И когда он, наконец, оторвался на миг, прижимая её лоб к своему, его голос прозвучал срывающимся хрипом:
— Ты моя. Душой, телом, магией. Навсегда.
И в тот миг мир вздохнул вместе с ними. Воздух вокруг задрожал, стены отразили их жар, словно резонанс двух камертонов. Её магия и его сила сплелись в единый поток, и это не было похоже на рабскую связь или проклятие. Это было торжеством свободы — их свободной воли быть друг с другом.
Она рассмеялась сквозь слёзы, потому что в груди рвалось нечто огромное, необъятное, сладкое. Она впервые за всё время ощутила себя целой. Завершённой. И знала — теперь никакая сила в мире не сможет их разделить.
Зефирос поймал её смех губами, превратил его в поцелуй, и этот поцелуй стал печатью. Их клятвой.

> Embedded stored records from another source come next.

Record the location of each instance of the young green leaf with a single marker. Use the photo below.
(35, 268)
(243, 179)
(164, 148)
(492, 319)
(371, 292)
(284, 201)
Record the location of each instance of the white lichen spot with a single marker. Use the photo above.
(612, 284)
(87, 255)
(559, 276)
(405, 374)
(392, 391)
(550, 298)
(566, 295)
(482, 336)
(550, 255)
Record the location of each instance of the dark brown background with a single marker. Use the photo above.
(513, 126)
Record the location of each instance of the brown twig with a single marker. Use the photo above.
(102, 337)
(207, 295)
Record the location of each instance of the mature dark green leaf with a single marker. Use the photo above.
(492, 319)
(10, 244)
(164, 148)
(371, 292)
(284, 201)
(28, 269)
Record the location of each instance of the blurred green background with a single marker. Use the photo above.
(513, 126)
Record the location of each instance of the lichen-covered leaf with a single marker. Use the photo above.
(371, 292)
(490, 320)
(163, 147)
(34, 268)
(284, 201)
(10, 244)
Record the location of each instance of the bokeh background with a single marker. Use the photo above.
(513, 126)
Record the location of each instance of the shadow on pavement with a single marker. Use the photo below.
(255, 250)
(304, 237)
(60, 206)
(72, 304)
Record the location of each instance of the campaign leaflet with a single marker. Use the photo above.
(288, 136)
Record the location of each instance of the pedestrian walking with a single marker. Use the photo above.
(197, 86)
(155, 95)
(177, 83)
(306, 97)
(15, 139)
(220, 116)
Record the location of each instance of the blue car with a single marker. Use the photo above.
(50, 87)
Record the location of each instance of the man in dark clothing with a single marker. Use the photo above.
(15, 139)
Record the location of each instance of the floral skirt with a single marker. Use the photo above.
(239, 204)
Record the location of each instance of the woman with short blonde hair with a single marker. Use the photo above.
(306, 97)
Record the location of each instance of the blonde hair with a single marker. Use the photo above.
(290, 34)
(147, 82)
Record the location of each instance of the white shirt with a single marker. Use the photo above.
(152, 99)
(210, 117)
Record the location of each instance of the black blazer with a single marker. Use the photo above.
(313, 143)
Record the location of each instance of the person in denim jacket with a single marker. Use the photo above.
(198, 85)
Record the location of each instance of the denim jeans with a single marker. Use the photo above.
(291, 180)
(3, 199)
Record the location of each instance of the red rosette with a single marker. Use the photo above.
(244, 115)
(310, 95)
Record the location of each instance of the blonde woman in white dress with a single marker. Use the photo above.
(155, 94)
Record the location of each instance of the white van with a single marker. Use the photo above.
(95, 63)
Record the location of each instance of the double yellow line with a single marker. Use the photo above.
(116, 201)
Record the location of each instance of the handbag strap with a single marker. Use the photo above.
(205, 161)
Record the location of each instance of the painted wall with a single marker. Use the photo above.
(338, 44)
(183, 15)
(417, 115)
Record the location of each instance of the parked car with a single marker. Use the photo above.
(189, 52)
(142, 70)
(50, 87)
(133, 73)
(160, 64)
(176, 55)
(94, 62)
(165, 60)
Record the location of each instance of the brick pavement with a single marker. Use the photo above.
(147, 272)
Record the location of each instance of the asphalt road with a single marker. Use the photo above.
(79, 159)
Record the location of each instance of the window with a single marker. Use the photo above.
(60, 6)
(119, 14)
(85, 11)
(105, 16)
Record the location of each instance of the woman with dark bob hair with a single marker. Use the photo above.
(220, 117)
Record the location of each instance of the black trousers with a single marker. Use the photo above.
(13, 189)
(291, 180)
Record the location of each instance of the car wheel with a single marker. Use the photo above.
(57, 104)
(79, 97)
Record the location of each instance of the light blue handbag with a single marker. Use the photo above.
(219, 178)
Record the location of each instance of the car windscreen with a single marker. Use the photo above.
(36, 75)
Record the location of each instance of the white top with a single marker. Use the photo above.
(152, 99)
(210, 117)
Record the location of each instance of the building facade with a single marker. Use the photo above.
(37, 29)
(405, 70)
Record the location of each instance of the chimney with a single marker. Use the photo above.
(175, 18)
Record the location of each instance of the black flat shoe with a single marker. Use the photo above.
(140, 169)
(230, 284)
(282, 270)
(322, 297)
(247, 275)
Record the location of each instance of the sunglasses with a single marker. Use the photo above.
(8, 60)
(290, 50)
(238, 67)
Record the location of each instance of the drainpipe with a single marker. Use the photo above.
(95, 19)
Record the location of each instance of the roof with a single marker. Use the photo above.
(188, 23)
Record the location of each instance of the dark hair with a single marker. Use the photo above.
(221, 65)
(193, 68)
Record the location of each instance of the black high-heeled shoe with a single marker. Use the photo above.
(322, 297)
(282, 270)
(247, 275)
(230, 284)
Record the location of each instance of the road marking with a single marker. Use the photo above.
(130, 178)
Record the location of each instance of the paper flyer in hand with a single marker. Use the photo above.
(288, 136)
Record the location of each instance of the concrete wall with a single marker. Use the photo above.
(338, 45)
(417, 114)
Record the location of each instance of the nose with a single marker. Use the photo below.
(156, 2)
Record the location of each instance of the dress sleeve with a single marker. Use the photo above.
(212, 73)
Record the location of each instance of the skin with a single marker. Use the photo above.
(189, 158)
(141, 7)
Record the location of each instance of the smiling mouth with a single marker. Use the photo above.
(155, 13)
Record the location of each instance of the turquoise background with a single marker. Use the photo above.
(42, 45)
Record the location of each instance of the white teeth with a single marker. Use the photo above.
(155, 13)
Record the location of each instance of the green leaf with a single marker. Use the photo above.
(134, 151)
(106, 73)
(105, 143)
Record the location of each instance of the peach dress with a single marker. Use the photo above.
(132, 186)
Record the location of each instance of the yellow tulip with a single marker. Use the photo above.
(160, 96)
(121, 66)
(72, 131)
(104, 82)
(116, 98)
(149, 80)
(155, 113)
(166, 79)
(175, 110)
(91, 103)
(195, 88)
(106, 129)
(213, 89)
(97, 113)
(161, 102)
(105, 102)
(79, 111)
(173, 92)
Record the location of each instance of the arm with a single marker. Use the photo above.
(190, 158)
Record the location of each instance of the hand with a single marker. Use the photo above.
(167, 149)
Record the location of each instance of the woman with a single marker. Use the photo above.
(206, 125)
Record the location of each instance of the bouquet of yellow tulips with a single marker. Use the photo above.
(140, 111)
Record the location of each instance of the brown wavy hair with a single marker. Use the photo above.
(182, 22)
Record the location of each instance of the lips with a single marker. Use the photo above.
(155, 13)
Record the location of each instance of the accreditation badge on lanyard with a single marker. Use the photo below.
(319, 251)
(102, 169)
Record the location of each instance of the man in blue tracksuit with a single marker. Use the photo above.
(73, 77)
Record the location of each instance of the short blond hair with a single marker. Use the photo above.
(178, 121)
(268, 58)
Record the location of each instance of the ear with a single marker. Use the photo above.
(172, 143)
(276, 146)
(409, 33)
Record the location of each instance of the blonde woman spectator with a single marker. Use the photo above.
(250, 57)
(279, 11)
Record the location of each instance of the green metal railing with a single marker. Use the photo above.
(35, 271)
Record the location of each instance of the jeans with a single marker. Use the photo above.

Их истиной.
И мир принял её. Их.
В это же время по всему особняку пронёсся гул с вибрацией — всплеск силы, такой яркий, что стены задрожали. Где-то в глубине послышался звон, как будто треснул кристалл и стало зарождаться нечто новое, тайное и прекрасное.
Его родные, что сидели в это время в зале и трапезничали, разом замерли и — глаза рубиновым пламенем вспыхнули в унисон. Они чувствовали, что произошло.
— Так и должно быть, — глухо сказал старший брат, сдерживая дрожь в голосе. — Они закрепили свою связь.
— Лапуля сделала свой выбор, — добавила сестра, на губах которой мелькнула гордая улыбка. Она уже накупила кучу нарядов, которые собиралась подарить милой Софи.
Женщина постарше опустила дрожащие ресницы, чтобы скрыть наворачивающиеся на глаза слёзы. Не только её сын, которого она могла лишь чувствовать издалека, вернулся — это было величайшей радостью, но ещё и нашёл свою истинную, хотя это было редкостью, но потому и считалось величайшим даром.
А старейшина семьи, чей взгляд обычно приковывал к полу, тепло произнёс, расслабленно откинувшись на спинку стула:
— Пусть же теперь весь мир знает, что истинная демона — не игрушка, не слабость, а сила, — этой фразы стукнуло по камням дома — и казалось, сам их древнейший дом согласился с ними.
И в тот миг в воздухе будто закрепилось обещание: никто и никогда не посмеет отнять её у него.